Asistimos al cierre de una época. Finalmente, ante la actual crisis separatista en Cataluña, incapaces y agotados los viejos partidos, vuelven a ceder al Estado su papel: rey, judicatura y fuerzas de seguridad se erigen frente a la impotencia política alcanzada por la prepotencia de los viejos partidos. Nunca una medida de excepción, como el 155, fue llevada con mayor timidez, pero el orden político yace en manos de la judicatura.

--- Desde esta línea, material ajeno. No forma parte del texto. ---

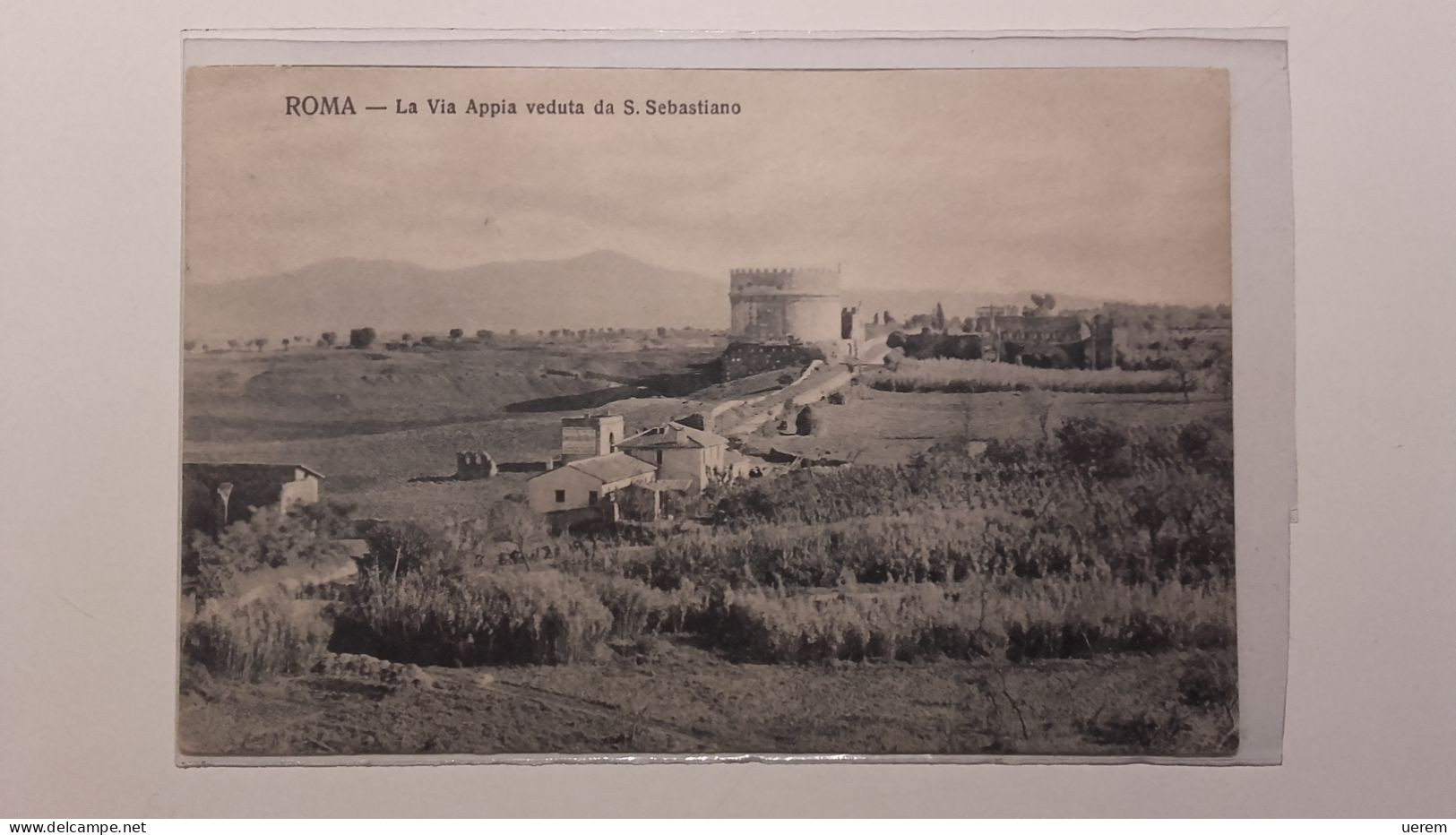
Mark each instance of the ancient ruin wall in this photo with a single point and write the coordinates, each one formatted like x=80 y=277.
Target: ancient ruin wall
x=798 y=303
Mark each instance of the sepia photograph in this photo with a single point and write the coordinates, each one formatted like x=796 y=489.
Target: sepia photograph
x=694 y=412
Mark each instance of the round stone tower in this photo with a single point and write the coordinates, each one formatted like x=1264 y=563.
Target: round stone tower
x=799 y=303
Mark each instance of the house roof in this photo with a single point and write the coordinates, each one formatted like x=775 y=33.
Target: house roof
x=281 y=468
x=610 y=469
x=666 y=486
x=671 y=436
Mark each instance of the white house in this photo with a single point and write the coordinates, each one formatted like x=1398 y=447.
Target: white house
x=586 y=482
x=680 y=452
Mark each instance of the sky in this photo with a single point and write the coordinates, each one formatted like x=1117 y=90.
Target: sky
x=1107 y=182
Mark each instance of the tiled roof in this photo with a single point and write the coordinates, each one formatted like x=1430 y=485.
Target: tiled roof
x=673 y=436
x=610 y=469
x=283 y=470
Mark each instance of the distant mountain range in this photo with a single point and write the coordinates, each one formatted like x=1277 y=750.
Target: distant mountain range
x=596 y=289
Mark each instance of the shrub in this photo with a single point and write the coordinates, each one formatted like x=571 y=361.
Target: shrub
x=1018 y=620
x=1209 y=681
x=638 y=608
x=265 y=637
x=268 y=540
x=1090 y=443
x=973 y=375
x=495 y=617
x=360 y=338
x=398 y=547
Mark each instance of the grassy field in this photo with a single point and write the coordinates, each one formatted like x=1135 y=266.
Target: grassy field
x=973 y=375
x=673 y=697
x=319 y=393
x=1001 y=572
x=877 y=426
x=384 y=426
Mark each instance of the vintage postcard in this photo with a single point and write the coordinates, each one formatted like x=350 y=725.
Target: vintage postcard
x=624 y=410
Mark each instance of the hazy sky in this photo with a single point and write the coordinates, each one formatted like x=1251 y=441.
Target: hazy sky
x=1111 y=184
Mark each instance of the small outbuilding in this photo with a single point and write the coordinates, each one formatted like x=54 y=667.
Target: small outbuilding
x=680 y=452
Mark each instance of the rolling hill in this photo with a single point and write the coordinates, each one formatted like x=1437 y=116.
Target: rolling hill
x=596 y=289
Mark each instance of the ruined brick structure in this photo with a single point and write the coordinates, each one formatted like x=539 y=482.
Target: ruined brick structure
x=785 y=303
x=475 y=464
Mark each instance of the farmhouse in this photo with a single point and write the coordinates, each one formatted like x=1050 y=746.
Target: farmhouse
x=586 y=482
x=1069 y=340
x=680 y=452
x=668 y=459
x=217 y=494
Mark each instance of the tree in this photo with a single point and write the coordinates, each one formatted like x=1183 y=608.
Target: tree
x=396 y=548
x=268 y=538
x=1090 y=443
x=516 y=524
x=361 y=338
x=807 y=422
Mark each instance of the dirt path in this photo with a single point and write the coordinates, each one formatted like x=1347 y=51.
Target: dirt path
x=599 y=709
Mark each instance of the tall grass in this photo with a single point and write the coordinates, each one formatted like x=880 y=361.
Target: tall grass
x=491 y=617
x=974 y=375
x=1020 y=620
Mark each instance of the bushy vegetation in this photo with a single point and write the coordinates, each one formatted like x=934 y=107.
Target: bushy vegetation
x=974 y=375
x=488 y=617
x=261 y=639
x=219 y=566
x=1017 y=620
x=1090 y=540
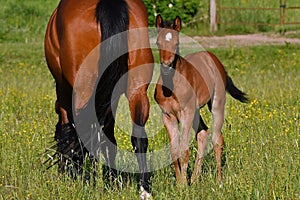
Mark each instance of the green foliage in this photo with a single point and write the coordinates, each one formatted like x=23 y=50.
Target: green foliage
x=24 y=21
x=262 y=137
x=262 y=158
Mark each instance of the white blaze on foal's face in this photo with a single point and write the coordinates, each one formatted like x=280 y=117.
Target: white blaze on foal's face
x=169 y=37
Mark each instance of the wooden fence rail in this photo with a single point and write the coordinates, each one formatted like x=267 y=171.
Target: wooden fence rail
x=216 y=10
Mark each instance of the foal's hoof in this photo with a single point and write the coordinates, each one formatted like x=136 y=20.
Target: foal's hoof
x=145 y=195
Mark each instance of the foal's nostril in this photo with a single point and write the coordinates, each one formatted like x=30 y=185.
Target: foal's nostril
x=166 y=64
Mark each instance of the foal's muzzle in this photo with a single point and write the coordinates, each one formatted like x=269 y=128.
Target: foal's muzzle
x=166 y=69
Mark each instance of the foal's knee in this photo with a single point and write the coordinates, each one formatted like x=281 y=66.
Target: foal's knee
x=218 y=139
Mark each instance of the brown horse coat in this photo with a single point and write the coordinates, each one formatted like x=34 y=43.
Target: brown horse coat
x=184 y=86
x=72 y=52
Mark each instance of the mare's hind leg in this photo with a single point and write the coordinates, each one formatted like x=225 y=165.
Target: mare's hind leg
x=217 y=138
x=71 y=152
x=202 y=134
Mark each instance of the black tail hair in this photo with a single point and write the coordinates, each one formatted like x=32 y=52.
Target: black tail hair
x=113 y=17
x=234 y=91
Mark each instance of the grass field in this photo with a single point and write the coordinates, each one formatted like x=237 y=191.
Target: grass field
x=262 y=137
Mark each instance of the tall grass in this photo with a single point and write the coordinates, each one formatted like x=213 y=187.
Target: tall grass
x=262 y=137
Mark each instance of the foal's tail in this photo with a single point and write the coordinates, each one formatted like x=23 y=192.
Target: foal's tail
x=234 y=91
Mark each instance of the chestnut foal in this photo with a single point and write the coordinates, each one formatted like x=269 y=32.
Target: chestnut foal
x=184 y=86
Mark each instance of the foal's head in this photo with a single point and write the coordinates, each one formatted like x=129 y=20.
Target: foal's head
x=168 y=41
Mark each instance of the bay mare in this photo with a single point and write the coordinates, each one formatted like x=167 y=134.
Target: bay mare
x=74 y=30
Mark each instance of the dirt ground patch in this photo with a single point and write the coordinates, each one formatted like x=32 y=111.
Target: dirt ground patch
x=245 y=40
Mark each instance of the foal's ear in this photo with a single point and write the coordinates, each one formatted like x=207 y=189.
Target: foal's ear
x=159 y=22
x=177 y=24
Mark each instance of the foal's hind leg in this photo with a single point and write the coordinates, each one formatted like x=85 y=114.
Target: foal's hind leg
x=171 y=125
x=109 y=147
x=217 y=138
x=202 y=134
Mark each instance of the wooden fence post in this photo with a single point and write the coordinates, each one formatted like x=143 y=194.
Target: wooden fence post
x=213 y=16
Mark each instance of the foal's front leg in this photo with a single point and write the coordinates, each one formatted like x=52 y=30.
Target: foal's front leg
x=202 y=134
x=171 y=124
x=187 y=117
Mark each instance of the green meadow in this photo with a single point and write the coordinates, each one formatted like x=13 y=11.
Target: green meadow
x=262 y=137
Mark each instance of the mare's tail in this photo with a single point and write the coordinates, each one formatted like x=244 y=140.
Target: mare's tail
x=234 y=91
x=113 y=17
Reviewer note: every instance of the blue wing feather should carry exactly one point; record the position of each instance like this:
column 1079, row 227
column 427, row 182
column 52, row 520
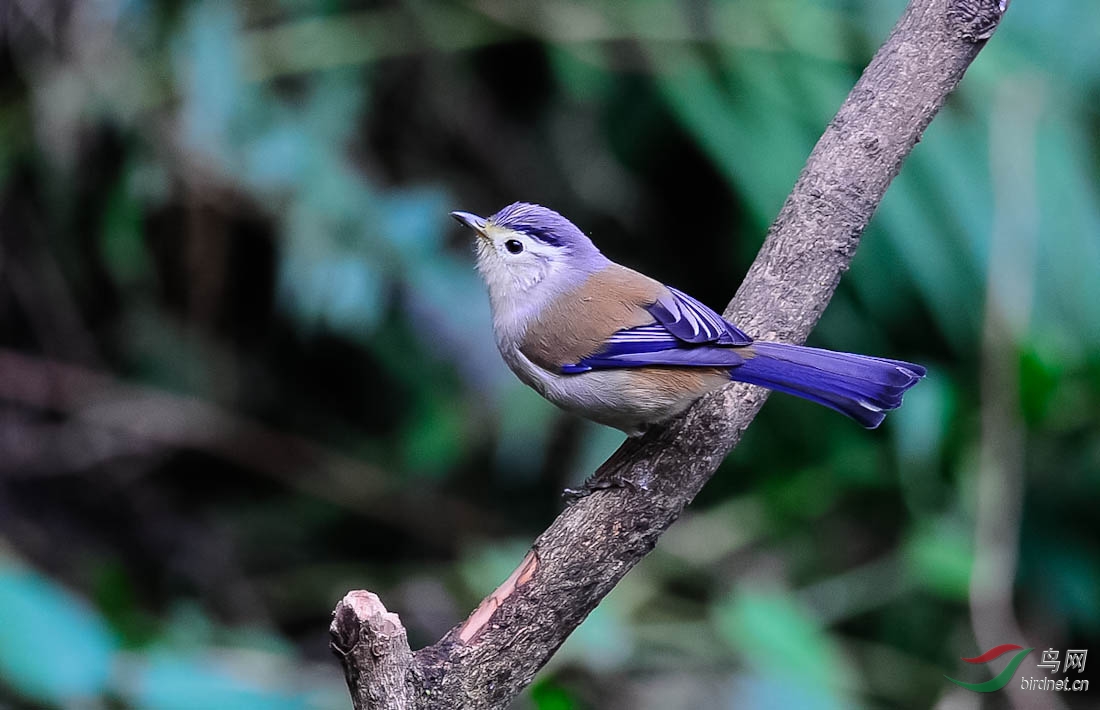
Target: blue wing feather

Por eso es sintomática la declaración de Felipe González de que el juez Llarena no debiera meter en la cárcel a los líderes del golpe secesionista catalán. González responde a esa visión de la capacidad todopoderosa de la iniciativa política incluso por encima de la ley. Primero, no es cierta esa capacidad, es limitada, para eso están los contrapoderes del Estado, afortunadamente existentes en estos momentos de crisis. Y segundo, no asume la regla básica del republicanismo: la ley es sagrada. Vacío disculpable en este estadista, de los poco que ha dado su partido y la política española en general, pero que avisa de la imposibilidad de su viejo partido de adecuarse a un Estado de derecho normalizado. Desde tiempos de Cicerón se sabe que la política tiene límites, que detrás está la ley, pero es que el republicanismo ha sido siempre una asignatura pendiente en nuestra izquierda.
Estamos ante el final de una etapa, la que surgió de la Transición, los viejos partidos están agotados y carcomidos por la corrupción, consecuentemente, el sistema político en crisis, provocando movilizaciones cuyo encanto fundamental es el de no disponer de salida, la mera y destructiva utopía imposible, movilizaciones sin hacer las cuentas, como las de los jubilados, o los sueños radicales del extremismo feminista. Sería tiempo de que la ciudadanía ponga fin con su voto a esta espiral de crisis, pero desde los tiempos de los Padres Fundadores estos ya apreciaron desconfianza hacia la sabiduría del pueblo.